I have just released a Bible Study that goes along with the popular book, The Case for Christ. (Now a popular movie on at theatres now.) Here is an excerpt:
For much of my life I was a skeptic. In fact, I considered myself an atheist. To me, there was far too much evidence that God was merely a product of wishful thinking, of ancient mythology, of primitive superstition. How could there be a loving God if he consigned people to hell just for not believing in him? How could miracles contravene the basic laws of nature? Didn’t evolution satisfactorily explain how life originated? Doesn’t scientific reasoning dispel
belief in the supernatural?
As for Jesus, didn’t you know that he never claimed to be God? He was a revolutionary, a sage, an iconoclastic Jew—but God? No, that thought never occurred to him! I could point you to plenty of university professors who said so—and certainly they could be trusted, couldn’t they? Let’s face it: even a cursory examination of the evidence demonstrates convincingly that Jesus had only been a human being just like you and me, although with
unusual gifts of kindness and wisdom.
But that’s all I had ever really given the evidence: a cursory look. I had read just enough philosophy and history to find support for my skepticism—a fact here, a scientific theory there, a pithy quote, a clever argument. Sure, I could see some gaps and inconsistencies, but I had a strong motivation to ignore them: a self-serving and immoral lifestyle that I would be compelled to abandon if I were ever to change my views and become a follower of Jesus.

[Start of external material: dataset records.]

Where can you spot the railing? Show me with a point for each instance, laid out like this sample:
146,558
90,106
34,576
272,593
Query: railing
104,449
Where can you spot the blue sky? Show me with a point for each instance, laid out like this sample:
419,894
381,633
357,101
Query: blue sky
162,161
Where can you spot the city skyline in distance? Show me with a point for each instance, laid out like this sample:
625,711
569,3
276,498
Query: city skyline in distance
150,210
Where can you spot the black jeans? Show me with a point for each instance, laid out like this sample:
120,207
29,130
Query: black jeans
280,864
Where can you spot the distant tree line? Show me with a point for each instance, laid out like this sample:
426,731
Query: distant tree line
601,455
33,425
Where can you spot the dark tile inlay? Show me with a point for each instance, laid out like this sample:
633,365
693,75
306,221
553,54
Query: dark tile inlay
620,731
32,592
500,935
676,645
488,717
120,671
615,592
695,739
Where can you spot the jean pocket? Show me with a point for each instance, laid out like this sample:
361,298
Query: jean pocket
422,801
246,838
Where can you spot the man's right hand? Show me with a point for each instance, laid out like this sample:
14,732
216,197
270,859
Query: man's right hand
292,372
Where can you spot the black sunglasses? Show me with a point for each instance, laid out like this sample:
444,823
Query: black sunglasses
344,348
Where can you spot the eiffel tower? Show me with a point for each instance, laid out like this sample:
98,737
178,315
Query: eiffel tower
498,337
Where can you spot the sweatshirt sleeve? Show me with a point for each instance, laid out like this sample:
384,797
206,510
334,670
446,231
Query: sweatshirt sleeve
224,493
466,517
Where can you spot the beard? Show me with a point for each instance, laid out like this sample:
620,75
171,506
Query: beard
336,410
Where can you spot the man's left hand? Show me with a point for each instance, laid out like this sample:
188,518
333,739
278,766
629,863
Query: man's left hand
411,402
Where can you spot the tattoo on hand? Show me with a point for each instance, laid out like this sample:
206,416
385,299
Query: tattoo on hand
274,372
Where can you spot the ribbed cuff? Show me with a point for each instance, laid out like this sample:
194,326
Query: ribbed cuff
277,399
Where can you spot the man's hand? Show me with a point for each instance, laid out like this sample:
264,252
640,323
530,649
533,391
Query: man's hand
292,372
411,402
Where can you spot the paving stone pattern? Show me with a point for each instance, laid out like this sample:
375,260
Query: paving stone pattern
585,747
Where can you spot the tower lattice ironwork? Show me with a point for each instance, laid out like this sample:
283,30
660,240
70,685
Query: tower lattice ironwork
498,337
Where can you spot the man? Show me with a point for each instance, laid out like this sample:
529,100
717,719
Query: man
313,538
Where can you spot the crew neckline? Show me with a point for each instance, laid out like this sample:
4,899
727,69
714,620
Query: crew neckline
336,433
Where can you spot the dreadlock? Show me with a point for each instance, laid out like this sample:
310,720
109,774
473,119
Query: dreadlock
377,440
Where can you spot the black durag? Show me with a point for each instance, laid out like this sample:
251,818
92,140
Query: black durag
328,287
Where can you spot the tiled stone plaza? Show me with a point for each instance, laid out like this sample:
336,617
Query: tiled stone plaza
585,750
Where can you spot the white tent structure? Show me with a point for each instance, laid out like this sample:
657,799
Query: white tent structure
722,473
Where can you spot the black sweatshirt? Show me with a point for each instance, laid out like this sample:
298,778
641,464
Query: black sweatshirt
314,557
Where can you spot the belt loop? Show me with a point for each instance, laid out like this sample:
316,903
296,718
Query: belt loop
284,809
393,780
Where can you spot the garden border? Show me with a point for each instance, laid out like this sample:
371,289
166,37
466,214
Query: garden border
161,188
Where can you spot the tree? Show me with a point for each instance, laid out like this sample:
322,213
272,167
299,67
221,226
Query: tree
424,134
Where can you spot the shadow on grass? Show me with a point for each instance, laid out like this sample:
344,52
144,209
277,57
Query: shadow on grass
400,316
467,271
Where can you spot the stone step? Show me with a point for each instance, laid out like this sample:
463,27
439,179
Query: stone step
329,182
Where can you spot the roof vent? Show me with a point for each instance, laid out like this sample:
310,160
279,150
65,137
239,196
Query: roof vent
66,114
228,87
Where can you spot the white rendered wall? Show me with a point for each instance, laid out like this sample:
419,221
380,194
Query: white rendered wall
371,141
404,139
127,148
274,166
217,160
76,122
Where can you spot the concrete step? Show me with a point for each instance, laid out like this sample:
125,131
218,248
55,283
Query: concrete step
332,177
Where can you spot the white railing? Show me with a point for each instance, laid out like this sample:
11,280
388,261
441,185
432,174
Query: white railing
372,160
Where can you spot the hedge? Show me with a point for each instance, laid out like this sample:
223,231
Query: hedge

As far as I was concerned, the case was closed. There was enough proof for me to rest easy with the conclusion that the divinity of Jesus was nothing more than the fanciful invention of superstitious people.
Or so I thought.
Answers for an Atheist
It wasn’t a phone call from an informant that prompted me to reexamine the case for Christ. It was my wife.
Leslie stunned me in the autumn of 1979 by announcing that she had become a Christian. I rolled my eyes and braced for the worst, feeling like the victim of a bait-and-switch scam. I had married one Leslie—the fun Leslie, the carefree Leslie, the risk-taking Leslie—and now I feared she was going to turn into some sort of sexually repressed prude who would trade our upwardly mobile lifestyle for all-night prayer vigils and volunteer work in grimy soup
kitchens.
Instead I was pleasantly surprised—even fascinated—by the fundamental changes in her character, her integrity, and her personal confidence. Eventually I wanted to get to the bottom of what was prompting these subtle but significant shifts in my wife’s attitudes, so I launched an all-out investigation into the facts surrounding the case for Christianity.
Setting aside my self-interest and prejudices as best I could, I read books, interviewed experts, asked questions, analyzed history, explored archaeology, studied ancient literature, and for the first time in my life picked apart the Bible verse by verse.
I plunged into the case with more vigor than with any story I had ever pursued. I applied the training I had received at Yale Law School as well as my experience as legal affairs editor of the Chicago Tribune. And over time the evidence of the world—of history, of science, of philosophy, of psychology—began to point toward the unthinkable.
Lee Strobel, The Case for Christ Movie Edition: Solving the Biggest Mystery of All Time (Grand Rapids, MI: Zondervan, 2017).